Abécédaire

 

 
Bond n° 2
 
 


Hélène Merlin-Kajman

03/11/2018

 

 

Le mot « bond » est formé à partir de « bondir ». Mais personne ne sait pourquoi « bondir » provient d’un verbe latin, bombitare, qui veut dire bourdonner. Une impression sonore s’est traduite en perception visuelle, et celle-ci en impulsion cinétique. Ainsi s’explique peut-être la différence d’intensité entre le saut et le bond : surgi de plusieurs sens à la fois, prêt à se déployer en bondissements, le bond va plus haut, plus loin que le saut. Il appelle le rire, l’ivresse, la main attachée à une autre main ; il est flèche, il est élan ; il rivalise avec le vent.

Le bond est par excellence un mouvement animal. Mais tous les animaux ne bondissent pas, et ce ne sont pas forcément les plus légers qui le font. Ainsi, les oiseaux aériens déploient leurs ailes et s’envolent. Mais à terre, ils sautillent, ils ne bondissent pas.

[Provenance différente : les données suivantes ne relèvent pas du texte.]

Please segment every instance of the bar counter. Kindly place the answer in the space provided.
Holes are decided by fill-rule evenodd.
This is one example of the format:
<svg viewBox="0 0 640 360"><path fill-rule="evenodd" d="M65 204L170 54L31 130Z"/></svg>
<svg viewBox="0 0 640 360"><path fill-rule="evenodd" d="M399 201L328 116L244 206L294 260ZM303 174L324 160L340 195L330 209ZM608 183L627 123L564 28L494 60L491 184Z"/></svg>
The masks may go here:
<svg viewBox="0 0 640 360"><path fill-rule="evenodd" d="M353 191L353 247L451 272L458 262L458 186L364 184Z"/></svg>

On dit abusivement de certains animaux qu’ils bondissent lorsqu’ils sautent sur leur proie, comme le tigre ou le léopard. D’autres font des sauts spectaculaires sans pour autant bondir, comme la puce, le kangourou, la grenouille ou le grillon. Mais seuls certains animaux bondissent absolument, comme le chamois, la chèvre ou la gazelle ; et le dauphin, et le poisson volant.

Passée la grâce de l’enfance, l’homme n’est pas le plus bondissant des animaux. Mais il se rattrape en jouant (avec toutes sortes de balles et de ballons notamment) et en mettant toute sa personne au diapason du bond.

Ainsi, il est de notoriété publique que certains organes bondissent (Lorsqu’elle vit apparaître le message attendu, son cœur fit un bond dans sa poitrine).

Certains sentiments peuvent réellement faire bondir : la peur, la colère, la surprise, la joie... Et d’autres métaphoriquement, et rebondir même : l’amour, la confiance par exemple.

De là vient que certaines locutions décrivent quelques expériences ou quelques moments décisifs de la vie humaine (Prendre la balle au bond. Faire un bond en avant).

Il arrive aussi que le temps paraisse bondir en désordre. Ou qu’à l’inverse, sa lenteur torrentielle évoque les bonds et rebonds que l’eau fait de pierre en pierre, trop vite pour que le regard cherche à la suivre.

Bombitare, c’était cela peut-être, ce bruit d’eau sans cesse jaillissante, sans cesse renouvelée : fermer les yeux au bord d’une cascade, au creux de l’été. Car dans l’indolence, la pensée et le cœur, tout le corps même, font des bonds secrets et convergents.